|dc.description.abstract||Coping strategies represent the efforts, both behavioural and cognitive, that people invest in
order to deal with stressful encounters. Coping is a basic component for developing
adaptation and plays a major role in the relationship between the individual and the
environment, especially as a moderating element between stress and sickness. Against this
backdrop of the impact that the well-being of employees has on organisations, it is of the
essence that organisations need to understand how their members cope with the demands
which the organisation places on them. This understanding can assist organisations to
evaluate the resources they make available to help employees to cope more positively with
the demands placed upon them.
The general objective of this study was to investigate the psychometric properties of the
Coping Orientations to the Problems Experienced Questionnaire (COPE) within different
occupational groups in South Africa, to examine the construct equivalence and to assess
reliability. A swey design was used. Random samples (N = 3178) were taken from
electricity supply personnel, nurses and police officials, and the COPE was administered.
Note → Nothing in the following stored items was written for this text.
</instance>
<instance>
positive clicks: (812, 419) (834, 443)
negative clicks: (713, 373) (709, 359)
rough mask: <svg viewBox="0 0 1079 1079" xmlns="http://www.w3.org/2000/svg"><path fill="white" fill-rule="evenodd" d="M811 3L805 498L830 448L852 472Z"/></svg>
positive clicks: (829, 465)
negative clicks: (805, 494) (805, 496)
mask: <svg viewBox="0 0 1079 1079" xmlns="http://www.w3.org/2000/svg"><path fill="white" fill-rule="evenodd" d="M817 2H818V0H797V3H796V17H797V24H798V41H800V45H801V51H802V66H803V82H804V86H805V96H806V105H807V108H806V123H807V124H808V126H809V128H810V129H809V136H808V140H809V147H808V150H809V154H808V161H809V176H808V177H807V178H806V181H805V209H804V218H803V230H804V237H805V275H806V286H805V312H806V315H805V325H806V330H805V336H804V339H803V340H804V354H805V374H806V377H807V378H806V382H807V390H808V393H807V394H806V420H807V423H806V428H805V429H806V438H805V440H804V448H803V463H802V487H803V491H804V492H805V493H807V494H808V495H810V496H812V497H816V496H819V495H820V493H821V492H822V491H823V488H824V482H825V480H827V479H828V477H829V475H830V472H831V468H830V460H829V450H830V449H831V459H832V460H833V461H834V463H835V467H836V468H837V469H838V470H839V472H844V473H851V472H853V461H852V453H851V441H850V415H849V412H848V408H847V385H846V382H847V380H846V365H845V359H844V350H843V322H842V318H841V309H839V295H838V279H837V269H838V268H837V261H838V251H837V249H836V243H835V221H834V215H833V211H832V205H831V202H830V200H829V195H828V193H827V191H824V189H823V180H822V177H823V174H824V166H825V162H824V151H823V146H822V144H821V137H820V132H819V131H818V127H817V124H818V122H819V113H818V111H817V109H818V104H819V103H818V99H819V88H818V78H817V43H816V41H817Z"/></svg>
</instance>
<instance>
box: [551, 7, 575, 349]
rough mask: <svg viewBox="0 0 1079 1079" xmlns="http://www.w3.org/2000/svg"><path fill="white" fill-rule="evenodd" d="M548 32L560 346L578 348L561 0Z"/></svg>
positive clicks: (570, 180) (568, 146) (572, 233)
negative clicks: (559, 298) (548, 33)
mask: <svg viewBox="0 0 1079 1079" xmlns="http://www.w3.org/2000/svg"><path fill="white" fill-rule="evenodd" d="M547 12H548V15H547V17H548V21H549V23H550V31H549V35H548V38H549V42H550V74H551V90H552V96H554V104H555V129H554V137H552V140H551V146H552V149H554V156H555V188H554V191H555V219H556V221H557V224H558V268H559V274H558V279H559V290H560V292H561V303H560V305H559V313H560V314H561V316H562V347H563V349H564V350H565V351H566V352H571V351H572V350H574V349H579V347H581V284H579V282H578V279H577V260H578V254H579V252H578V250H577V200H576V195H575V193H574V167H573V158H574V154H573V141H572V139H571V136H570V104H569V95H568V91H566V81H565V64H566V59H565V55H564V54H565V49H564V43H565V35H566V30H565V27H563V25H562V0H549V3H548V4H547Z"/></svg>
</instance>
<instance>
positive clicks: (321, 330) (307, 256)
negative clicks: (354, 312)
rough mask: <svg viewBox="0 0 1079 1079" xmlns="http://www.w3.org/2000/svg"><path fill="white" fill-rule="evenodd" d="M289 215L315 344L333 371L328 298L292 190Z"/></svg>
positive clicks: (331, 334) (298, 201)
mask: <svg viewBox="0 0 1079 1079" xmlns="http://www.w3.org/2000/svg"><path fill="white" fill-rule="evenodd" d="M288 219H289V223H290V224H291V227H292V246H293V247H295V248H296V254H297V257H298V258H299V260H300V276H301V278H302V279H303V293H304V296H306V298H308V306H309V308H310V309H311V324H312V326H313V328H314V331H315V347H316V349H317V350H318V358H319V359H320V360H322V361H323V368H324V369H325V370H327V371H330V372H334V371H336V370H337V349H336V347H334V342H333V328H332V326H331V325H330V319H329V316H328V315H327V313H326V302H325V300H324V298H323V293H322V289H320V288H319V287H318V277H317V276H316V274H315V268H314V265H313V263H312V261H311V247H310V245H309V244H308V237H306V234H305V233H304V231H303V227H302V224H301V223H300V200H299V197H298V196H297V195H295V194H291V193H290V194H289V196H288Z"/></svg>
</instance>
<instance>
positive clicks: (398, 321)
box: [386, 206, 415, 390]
Descriptive statistics, exploratory factor analysis and multivariate analysis of variance
(MANOVA) were used to analyse the data.
Exploratory factor analysis, using principal axis factoring with varimax rotation, was
conducted on 53 items of the COPE and revealed four interpretable factors (Factor 1 =
Approach Coping; Factor 2 = Avoidance; Factor 3 = Seeking Support; and Factor 4 = Turn to
Religion). Highly acceptable Tucker's phi coefficients were found for all the comparisons,
and therefore, sufficient evidence for the construct equivalence of the COPE was
demonstrated. Alpha coefficients, ranging from 0,85 to 0,92, were obtained. Statistically
significant differences were found between the coping strategies employed within the
different organisational, gender and language groups.